Esas olanın piyasanın değil akademik özgürlüğün güvence altına alınması olduğunu ifade eden Toksöz, tasarının geçmişteki denetim mekanizmalarını hafifletmeyip yeni denetim mekanizmaları ortaya çıkarmasının tehlikeli olduğunu söyledi.
Yasa sil baştan hazırlanmalı
Toplantının tartışma kısmında, herkesin yasanın değişmesinde hem fikir olduğu ancak bu taslağın bir kenara konulup üniversitenin tüm paydaşlarının katılacağı bir tartışma süreci sonucunda bir yasanın hazırlanması gerektiği ve merkezi YÖK yetkilerinin kısıtlanması gerektiği vurgulandı.

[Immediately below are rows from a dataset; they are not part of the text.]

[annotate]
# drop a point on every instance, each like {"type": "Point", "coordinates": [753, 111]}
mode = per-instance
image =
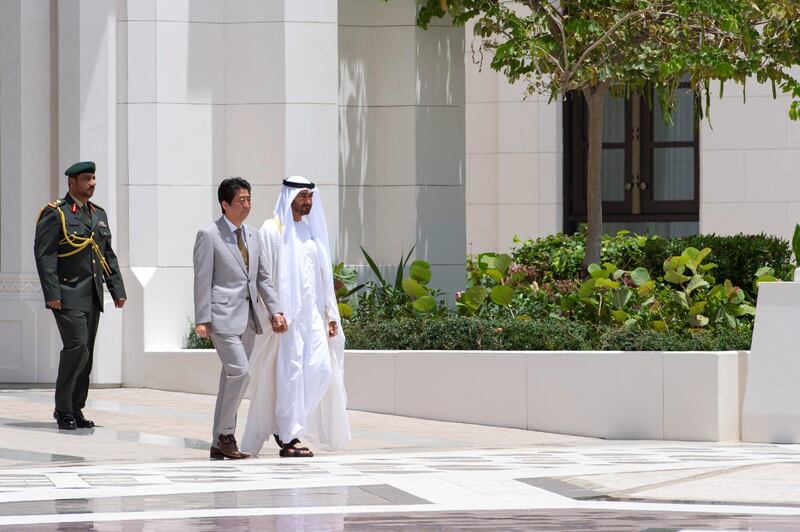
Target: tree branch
{"type": "Point", "coordinates": [603, 38]}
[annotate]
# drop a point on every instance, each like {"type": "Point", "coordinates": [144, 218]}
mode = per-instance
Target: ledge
{"type": "Point", "coordinates": [693, 396]}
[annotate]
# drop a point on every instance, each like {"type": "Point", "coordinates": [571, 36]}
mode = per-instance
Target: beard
{"type": "Point", "coordinates": [303, 210]}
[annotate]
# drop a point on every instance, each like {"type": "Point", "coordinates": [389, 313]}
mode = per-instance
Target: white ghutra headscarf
{"type": "Point", "coordinates": [289, 282]}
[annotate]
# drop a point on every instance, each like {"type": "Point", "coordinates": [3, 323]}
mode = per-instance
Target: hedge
{"type": "Point", "coordinates": [737, 257]}
{"type": "Point", "coordinates": [474, 334]}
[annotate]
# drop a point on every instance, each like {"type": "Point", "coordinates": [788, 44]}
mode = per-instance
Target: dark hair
{"type": "Point", "coordinates": [229, 187]}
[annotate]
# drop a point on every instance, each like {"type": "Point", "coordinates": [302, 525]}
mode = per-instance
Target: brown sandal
{"type": "Point", "coordinates": [290, 450]}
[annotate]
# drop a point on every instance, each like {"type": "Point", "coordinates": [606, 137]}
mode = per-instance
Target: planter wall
{"type": "Point", "coordinates": [616, 395]}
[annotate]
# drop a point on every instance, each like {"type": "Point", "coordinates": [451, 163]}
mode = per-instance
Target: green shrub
{"type": "Point", "coordinates": [195, 342]}
{"type": "Point", "coordinates": [465, 333]}
{"type": "Point", "coordinates": [449, 333]}
{"type": "Point", "coordinates": [738, 257]}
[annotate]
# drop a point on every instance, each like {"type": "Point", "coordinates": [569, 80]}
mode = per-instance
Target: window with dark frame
{"type": "Point", "coordinates": [650, 169]}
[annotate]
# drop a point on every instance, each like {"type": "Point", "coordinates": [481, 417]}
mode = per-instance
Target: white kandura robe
{"type": "Point", "coordinates": [297, 377]}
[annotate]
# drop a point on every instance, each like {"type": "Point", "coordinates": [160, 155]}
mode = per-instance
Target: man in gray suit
{"type": "Point", "coordinates": [230, 272]}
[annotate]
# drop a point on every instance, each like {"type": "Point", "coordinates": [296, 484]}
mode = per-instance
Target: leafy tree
{"type": "Point", "coordinates": [626, 46]}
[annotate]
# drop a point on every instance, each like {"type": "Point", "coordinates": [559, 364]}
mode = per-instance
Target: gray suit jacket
{"type": "Point", "coordinates": [225, 293]}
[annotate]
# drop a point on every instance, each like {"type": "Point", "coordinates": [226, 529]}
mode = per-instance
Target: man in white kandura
{"type": "Point", "coordinates": [297, 377]}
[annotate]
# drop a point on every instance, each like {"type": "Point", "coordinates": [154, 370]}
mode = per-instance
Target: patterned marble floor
{"type": "Point", "coordinates": [572, 485]}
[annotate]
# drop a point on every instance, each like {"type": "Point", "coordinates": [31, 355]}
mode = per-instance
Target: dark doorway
{"type": "Point", "coordinates": [650, 170]}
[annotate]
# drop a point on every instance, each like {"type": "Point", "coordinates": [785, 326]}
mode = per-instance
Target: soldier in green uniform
{"type": "Point", "coordinates": [73, 257]}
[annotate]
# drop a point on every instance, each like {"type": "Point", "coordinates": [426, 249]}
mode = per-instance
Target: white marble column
{"type": "Point", "coordinates": [26, 185]}
{"type": "Point", "coordinates": [402, 145]}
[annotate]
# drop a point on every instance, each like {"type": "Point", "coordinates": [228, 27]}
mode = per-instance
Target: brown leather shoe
{"type": "Point", "coordinates": [81, 422]}
{"type": "Point", "coordinates": [226, 446]}
{"type": "Point", "coordinates": [65, 420]}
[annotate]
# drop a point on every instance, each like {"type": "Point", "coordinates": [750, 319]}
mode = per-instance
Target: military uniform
{"type": "Point", "coordinates": [73, 256]}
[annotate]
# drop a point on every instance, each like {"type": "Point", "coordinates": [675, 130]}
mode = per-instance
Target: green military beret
{"type": "Point", "coordinates": [80, 168]}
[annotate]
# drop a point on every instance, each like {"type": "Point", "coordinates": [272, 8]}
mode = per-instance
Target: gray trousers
{"type": "Point", "coordinates": [234, 352]}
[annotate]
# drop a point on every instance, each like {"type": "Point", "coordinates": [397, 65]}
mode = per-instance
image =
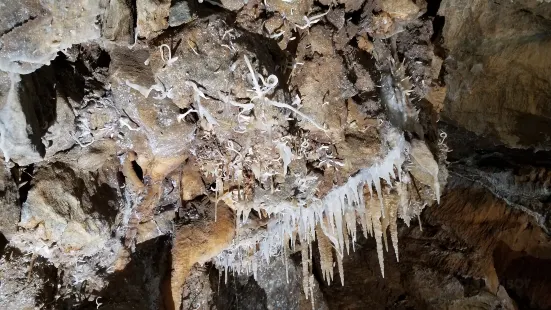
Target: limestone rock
{"type": "Point", "coordinates": [180, 13]}
{"type": "Point", "coordinates": [27, 281]}
{"type": "Point", "coordinates": [401, 9]}
{"type": "Point", "coordinates": [118, 22]}
{"type": "Point", "coordinates": [152, 17]}
{"type": "Point", "coordinates": [198, 243]}
{"type": "Point", "coordinates": [34, 31]}
{"type": "Point", "coordinates": [510, 77]}
{"type": "Point", "coordinates": [9, 203]}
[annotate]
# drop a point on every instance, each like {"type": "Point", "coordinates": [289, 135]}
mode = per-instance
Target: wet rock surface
{"type": "Point", "coordinates": [243, 154]}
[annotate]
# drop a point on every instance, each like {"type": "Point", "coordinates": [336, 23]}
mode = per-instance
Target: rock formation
{"type": "Point", "coordinates": [285, 154]}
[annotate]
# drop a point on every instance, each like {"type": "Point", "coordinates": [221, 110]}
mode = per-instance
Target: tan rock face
{"type": "Point", "coordinates": [498, 83]}
{"type": "Point", "coordinates": [198, 243]}
{"type": "Point", "coordinates": [152, 17]}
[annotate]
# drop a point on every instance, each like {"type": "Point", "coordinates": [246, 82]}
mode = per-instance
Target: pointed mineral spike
{"type": "Point", "coordinates": [305, 273]}
{"type": "Point", "coordinates": [341, 269]}
{"type": "Point", "coordinates": [378, 233]}
{"type": "Point", "coordinates": [377, 183]}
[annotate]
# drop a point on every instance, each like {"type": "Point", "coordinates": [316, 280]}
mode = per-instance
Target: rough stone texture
{"type": "Point", "coordinates": [34, 31]}
{"type": "Point", "coordinates": [498, 57]}
{"type": "Point", "coordinates": [26, 281]}
{"type": "Point", "coordinates": [152, 17]}
{"type": "Point", "coordinates": [270, 290]}
{"type": "Point", "coordinates": [198, 243]}
{"type": "Point", "coordinates": [9, 203]}
{"type": "Point", "coordinates": [118, 22]}
{"type": "Point", "coordinates": [109, 145]}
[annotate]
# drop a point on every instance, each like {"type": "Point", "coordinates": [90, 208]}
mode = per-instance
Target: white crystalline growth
{"type": "Point", "coordinates": [337, 215]}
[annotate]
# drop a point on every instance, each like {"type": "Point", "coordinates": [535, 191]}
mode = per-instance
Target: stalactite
{"type": "Point", "coordinates": [326, 256]}
{"type": "Point", "coordinates": [363, 199]}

İşten çıkarmalarla karşı karşıya olan İTÜ'lü araştırma görevlileri iş güvencesinden yoksun olan taslağın provasının İTÜ'de başladığını belirtti.
Öğrenciler YÖK'e karşı
Söz alan öğrenciler, YÖK başkanının "Öğrenciler daha önceki YÖK'ü protesto ediyorlar" tespitine karşı çıktı.
Öğrencilerden Umut Kocagöz, taslakta öğrencilerin olmadığını ifade ederek öğrencilere kalan tek şeyin tasarıya direnmek olduğunu belirtti. Kocagöz, bu amaçla farklı üniversitelerden öğrencilerin 6 Kasım'da yaptıkları forumda kendi üniversite ilkelerini belirlemeye başladıklarını söyledi. İlk forumda özgürlük, özyönetimi kamusallık, eşitlik, dayanışma ve korunma ilkelerinin konuşulduğunu ifade eden Kocagöz, öğrencilerin kendi ilkelerini oluşturmasını ve bunu paylaşmalarını önemsediklerini belirtti.
Kolektiflerden yumurtalı protesto
Öğrenci Kolektifleri adına yapılan konuşmada ise daha önce YÖK başkanıyla yapılan görüşmede taleplerini ilettikleri ancak talepler üzerine yapılacak diğer görüşmenin geçiştirildiği belirtildi.
Üniversitelerdeki soruşturmalara ve tutuklamalara dikkat çekilen konuşmada, öğrencilerin eski ve yeni YÖK'ü ve tasarıyı protesto ettikleri ve YÖK'ün kaldırılmasını istedikleri ifade edildi.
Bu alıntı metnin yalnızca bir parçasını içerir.